Although Will was an attempt by the Government to secure mandamus in a criminal case and the decision to some extent rested on that fact, 389 U.S. at 96-98, 88 S.Ct. 269, its language forbids the use of mandamus by a court of appeals to alter, on the request of indicted defendants, a considered discretionary determination of the trial date simply because it believes a short postponement would be a much wiser course. Acceptance of defendants' view would mean that the courts of appeals would be deluged with applications for the postponement of criminal trials, with consequent delay even though few petitions were to be granted. If, on further reflection, the judge should adhere to his determination, a course we hope he will not follow, defendants, if convicted, will be able to raise the issue on appeal, where although the standard of review is strict, see United States v.
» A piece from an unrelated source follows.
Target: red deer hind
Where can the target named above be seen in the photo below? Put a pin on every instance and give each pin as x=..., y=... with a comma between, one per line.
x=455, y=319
Ellenbogen, 365 F. 2d 982, 985-986 (2 Cir. 1966), cert. denied, 386 U.S. 923, 87 S.Ct. 892, 17 L. Ed.2d 795 (1967); cf. Ungar v. Sarafite, 376 U.S. 575, 589, 87 S.Ct. 841, 11 L.Ed.2d 921 (1964), they will not be required to show, as they are under the circumstances of this case, a "usurpation of power," De Beers Consolidated Mines, Ltd. v. United States, 325 U.S. 212, 217, 65 S.Ct. 1130, 89 L.Ed. 1566 (1945).
The appeals are dismissed and the petitions for mandamus are denied. In consequence the motions for a stay of the trial pending our decision have become moot.
LUMBARD, Circuit Judge (dissenting):
I dissent. I would grant the writ of mandamus and direct the trial judge to set a trial date not earlier than November 1, 1973.
This court is not powerless, in the face of the circumstances presented to the district court, to require, that in a case of this importance, without precedent in the history of the country, adequate time be allowed for the defendants to prepare their defense to these numerous, complicated and somewhat novel charges in a 16 count, 46 page indictment.
Of even more importance than the prompt disposition of a criminal case is the requirement that the trial be a fair one so that justice may be done. This principle is of such importance that it would seriously prejudice public confidence in the administration of justice were these defendants forced to commence trial at a time when they have not had sufficient time to consult with their counsel and when their counsel manifestly have not had enough time adequately to prepare their defense, for the reasons set out in Judge Friendly's opinion. While the setting of September 11 as the trial date may have seemed reasonable on May 29, it became abundantly clear in the following weeks that the defendants and their counsel could not adequately prepare by September 11.
In my opinion, we should not be content to admonish the trial judge to do that which it is clear he should do; we should exercise our supervisory power over the administration of criminal justice to ensure proper action on the part of the trial judge. While it is true that there is no reported decision of a federal appellate court which supports this view, it is equally true that this case and all the circumstances surrounding its prosecution are unprecedented.
The supervisory power over the administration of criminal justice must be exercised when a situation crying out for its use is clearly presented. I would not construe the granting of mandamus in a case such as this as constituting any precedent for entertaining such a petition in other cases.